Sure, everyone’s heard of culture shock, but what about reverse culture shock? It’s pretty much exactly what it sounds like – you go abroad, try desperately to immerse yourself into new culture, finally get comfortable with that culture, and then you’re heading back home . . . only, not everything is what it was when you left. Truthfully, I’m still experiencing some reverse culture shock back here in the U.S. It’s hard to shake off those 9 months in Europe, though I don’t think I ever will.
Thinking about heading abroad and wondering what else will be in store for you other than amazing adventures and mouthwatering food? Culture shock is usually last on everyone’s list, but it’s bound to happen eventually . . . even to the best of travelers.
So here are some of the things that tripped me up after spending extended time off U.S. soil:
1. Sunday Funday
Want to do something on a Sunday? Sure, go right ahead. No one’s stopping you anymore. Repose, siesta, riposa . . . whatever you’ve called it, it doesn’t exist anymore. Go get that coffee, hang out at the bookstore, eat at that restaurant. I promise you it’ll be open.
Me behind the wheel after 9 months was very interesting. It’s like riding a bike, right? I’m proud to say that I only trampled one bush in the front lawn and he’s still doing alright.
3. Having to buy gas
Driving again is fun and all, but having to put aside a chunk of my paychecks for gas again sucks.

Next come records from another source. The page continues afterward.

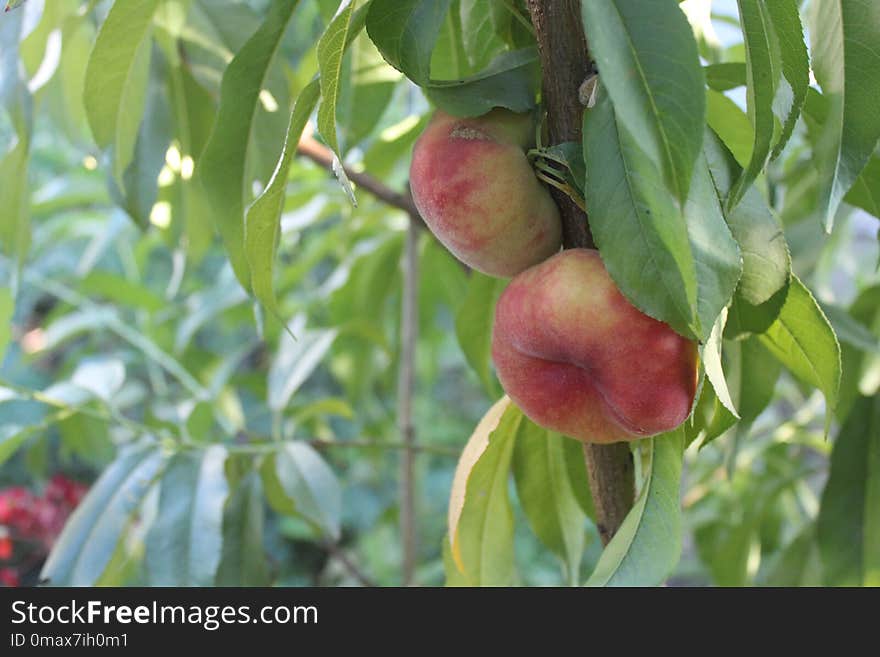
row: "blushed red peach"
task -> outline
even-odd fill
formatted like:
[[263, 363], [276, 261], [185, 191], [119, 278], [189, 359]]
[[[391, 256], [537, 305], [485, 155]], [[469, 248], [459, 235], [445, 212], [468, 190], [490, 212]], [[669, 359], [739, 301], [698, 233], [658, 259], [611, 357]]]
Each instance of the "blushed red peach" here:
[[529, 418], [588, 443], [669, 431], [696, 394], [696, 345], [631, 305], [591, 249], [562, 251], [511, 281], [492, 358]]
[[437, 112], [413, 149], [410, 185], [425, 223], [465, 264], [509, 277], [556, 253], [559, 211], [525, 149], [528, 115], [495, 109], [460, 119]]

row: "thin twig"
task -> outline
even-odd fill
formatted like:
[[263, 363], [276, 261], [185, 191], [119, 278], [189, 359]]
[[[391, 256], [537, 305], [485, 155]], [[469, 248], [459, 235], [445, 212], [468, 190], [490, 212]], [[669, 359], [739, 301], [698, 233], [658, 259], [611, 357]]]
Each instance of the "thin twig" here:
[[[332, 171], [333, 169], [333, 152], [312, 137], [303, 137], [300, 139], [296, 152], [327, 170]], [[419, 210], [416, 208], [416, 204], [413, 202], [412, 196], [409, 193], [402, 194], [396, 192], [381, 180], [377, 180], [363, 171], [355, 171], [346, 164], [343, 164], [342, 168], [345, 170], [348, 179], [355, 185], [367, 190], [380, 201], [399, 210], [403, 210], [410, 217], [414, 218], [419, 226], [424, 225]]]
[[336, 559], [339, 563], [341, 563], [348, 573], [354, 577], [361, 586], [375, 587], [376, 583], [367, 577], [360, 568], [358, 568], [355, 563], [348, 558], [348, 555], [345, 554], [345, 551], [340, 548], [336, 543], [326, 543], [325, 547], [327, 548], [327, 552], [330, 553], [334, 559]]
[[403, 545], [403, 585], [413, 583], [418, 549], [418, 527], [415, 510], [416, 439], [412, 417], [415, 388], [416, 340], [418, 338], [419, 303], [419, 229], [410, 219], [406, 233], [403, 268], [403, 301], [400, 312], [400, 365], [397, 376], [397, 426], [405, 445], [400, 455], [400, 537]]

After using public transportation for so long, thinking about gas prices makes me nervous. And at 3 dollars a gallon!?! Really?!
4. Taxes not included
Now I’m back doing that estimation/mental math while standing in line . . . and having a wallet full of pennies I’ll never use.
5. The gaps in the toilet stalls
Now I see why foreigners are so put off when they have to use a pubic restroom in the U.S. It’s awful. Why are the gaps so big? What ever happened to privacy?
6. Less public transit
Unless you’re in the busy city, living in the U.S. without a car is difficult. I miss public transit, but I like being able to leave whenever I want.
7. Having reliable data
What? My phone isn’t just a glorified clock without wifi anymore? I can message people while on the go? I can stalk someone’s Insta while on my lunch break? Oh, data, how I have missed you.
8. Not being able to buy a baguette on the way home from work
. . . * dreamily sighs while remembering the sweet smell of fresh bread in the boulangeries * . . .
9. Airplane prices
Skyscanner scares me now. Have you seen those airline prices?! Eek! I miss you, Easyjet!
10. Getting back on that interview train
Unless you’ve got everything squared away for that visa extension, you’re stuck in the U.S. for another year. That means getting a job, going to interviews . . . but you’ve met people from all over the world. How hard could meeting a few more be? (Spoiler alert: it’s still pretty hard.)
11. Knowing that you have many friends all around the world, but feeling alone
It’s been pretty much a year since you’ve left, or at least a semester. A lot can happen in a few months. Your old life won’t necessarily be the same one you go back to. Maybe all the people you knew have moved away . . . or maybe you can’t stay. You were having a blast with so many cool people, only now you’re back to square one and it seems five times more difficult than it was before. It’s unfortunate, really.
Two weeks (tops) into being back and already your search history looks like you’re about to pack up and jump ship all over again – if only obtaining a visa wasn’t like diving through a flaming hoop suspended over snarling lions, malnourished tigers, and rabid bears, but all you’ve got to wear is a meat suit that’s been seasoned with something super pungent like lemon pepper. Oh my.
12. Finding everything you want at those one-stop shops
You can bet that you’re going to have to practically drag me out of Target now. I love Target.
What are some strange things you noticed after being abroad?